In Japan kennt fast jeder Professor Yoshiyuki Sankai, den etwas exaltierten Erfinder der "Roboteranzüge". Regelmäßig präsentiert der großgewachsene Wissenschaftler mit wallender Mähne seine futuristischen Exoskelette in TV-Shows.

Wenn Japan seine Innovationskraft zeigen will, wie etwa beim G-7-Gipfel der führenden Industrienationen oder beim Besuch eines Regierungschefs wie Bundeskanzlerin Angela Merkel, dann präsentierte es gerne Sankais HAL-Roboterhosen, durch die Querschnittgelähmte, Schlaganfall-Patienten oder gehbehinderte Senioren auf einmal wieder laufen können.

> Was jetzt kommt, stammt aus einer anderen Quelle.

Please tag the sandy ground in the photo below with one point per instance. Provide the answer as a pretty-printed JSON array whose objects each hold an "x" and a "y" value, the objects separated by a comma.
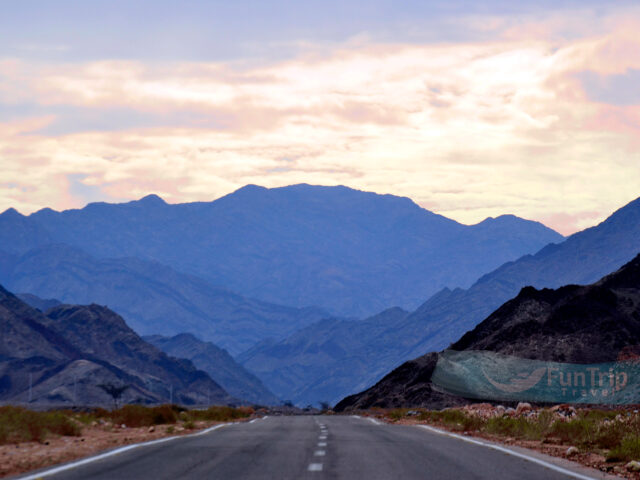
[{"x": 23, "y": 457}]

Merck-Wissenschafts-Konferenz "Curious Future Insight" in Darmstadt
Roboter-Hüftgurte helfen in Japan bei SchwerstarbeitBild: DW/A. Freund

Neben den Geh-Hilfen hat der Kybernetik-Pionier inzwischen auch eine Hüftapparatur erfunden, die etwa in der Altenpflege, bei Ernteeinsätzen oder bei Bauarbeiten das Heben erleichtert. Mit HAL 5, dem Ganzkörper-Exoskelett für Arme, Beine und Torso, kann der Träger sogar fünfmal soviel Gewicht heben wie ohne Anzug.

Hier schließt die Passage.